How Do I Create a New Alerting Rule?

How do I create a new Alerting rule?

Provision Alerting for a Stack

To enable alerts for a stack, go to the Alerting & Notifications settings and then click the Enable Alerting button.

Create your Alerting Rule

Once Alerting has been provisioned and you have clicked Alerting is ready you will see two sample YAML files that have default examples for alert rules.

You can click Edit to see the configuration of the YAML files to give you an idea of how to properly configure your YAML files.

If you want to create a new alert rule click New Rule where you will then enter your rule name for your YAML file, then click the Create button.

This will configure and the rule will be added. Click the Go to rule button which will then bring you to the YAML file for configuration.
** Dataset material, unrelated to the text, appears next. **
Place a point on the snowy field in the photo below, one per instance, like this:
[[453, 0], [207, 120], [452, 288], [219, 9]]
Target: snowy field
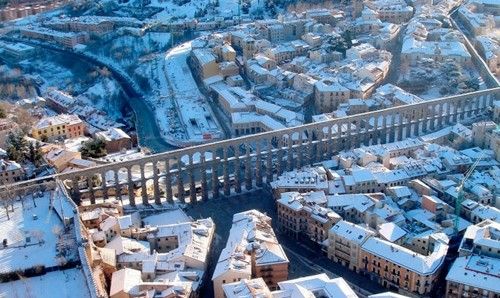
[[192, 106], [58, 284], [38, 223], [226, 8], [167, 218]]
Here is a working example of an ElastAlert rule for a field change for a different 'country_name' compare against a 'user'.

# Alert when some field changes between documents
# This rule would alert on documents similar to the following:
# {'username': 'bob', 'country_name': 'USA', '@timestamp': '2014-10-15T00:00:00'}
# {'username': 'bob', 'country_name': 'Russia', '@timestamp': '2014-10-15T05:00:00'}
# Because the user (query_key) bob logged in from different countries (compare_key) in the same day (timeframe)
 
# (Required)
# Rule name, must be unique
name: New country login
 
# (Required)
# Type of alert.
# the change rule will alert when a certain field changes in two documents within a timeframe
type: change
 
# (Required)
# Index to search, wildcard supported
index: logstash-*
 
# (Required, change specific)
# The field to look for changes in
compare_key: country_name
 
# (Required, change specific)
# Ignore documents without the compare_key (country_name) field
ignore_null: true
 
# (Required, change specific)
# The change must occur in two documents with the same query_key
query_key: username
 
# (Required, change specific)
# The value of compare_key must change in two events that are less than timeframe apart to trigger an alert
timeframe:
  days: 1
 
# (Required)
# A list of Elasticsearch filters used for find events
# These filters are joined with AND and nested in a filtered query
# For more info: http://www.elasticsearch.org/guide/en/elasticsearch/reference/current/query-dsl.html
filter:
- query:
    query_string:
      query: "document_type: login"
 
# (Required)
# The alert is use when a match is found
alert:
- "email"
 
# (required, email specific)
# a list of email addresses to send alerts to
email:
- "[email protected]"

Once you are finished with your configuration you can then click 'Test only' to see if your YAML file has been configured correctly.

If there is incorrect spelling in your YAML it will be shown in the logs like below.

YAML Logs

Tip!: If there is a spacing issue in your YAML the error will be shown like this:

YAML Error

Once you are happy with the rule click Update to save your rule.

Update Alert

Once you have updated your rule, you will see that the job has been executed and the rule has been updated.

Updated Alert Rule

The rule will be then added to your list of rules once you go back to the Alerts tab.

Alerts Tab

Several rule types that are common when creating your alert rule are:

  • Frequency type: Match where there are X events in Y time
  • Spike type: Match when the rate of events increases or decreases
  • Flatline type: Match when there are less than X events in Y time
  • Blacklist type: Match when a certain field matches a blacklist
  • Whitelist type: Match when a certain field matches a whitelist
  • Any type: Match on any event matching a given filter
  • Change type: Match when a field has two different values within some time

ElastAlert supports alert types of Command, Email, JIRA, OpsGenie, SNS, HipChat, Slack, Telegram, GoogleChat, Debug, Stomp, theHive which you can use for your alerts.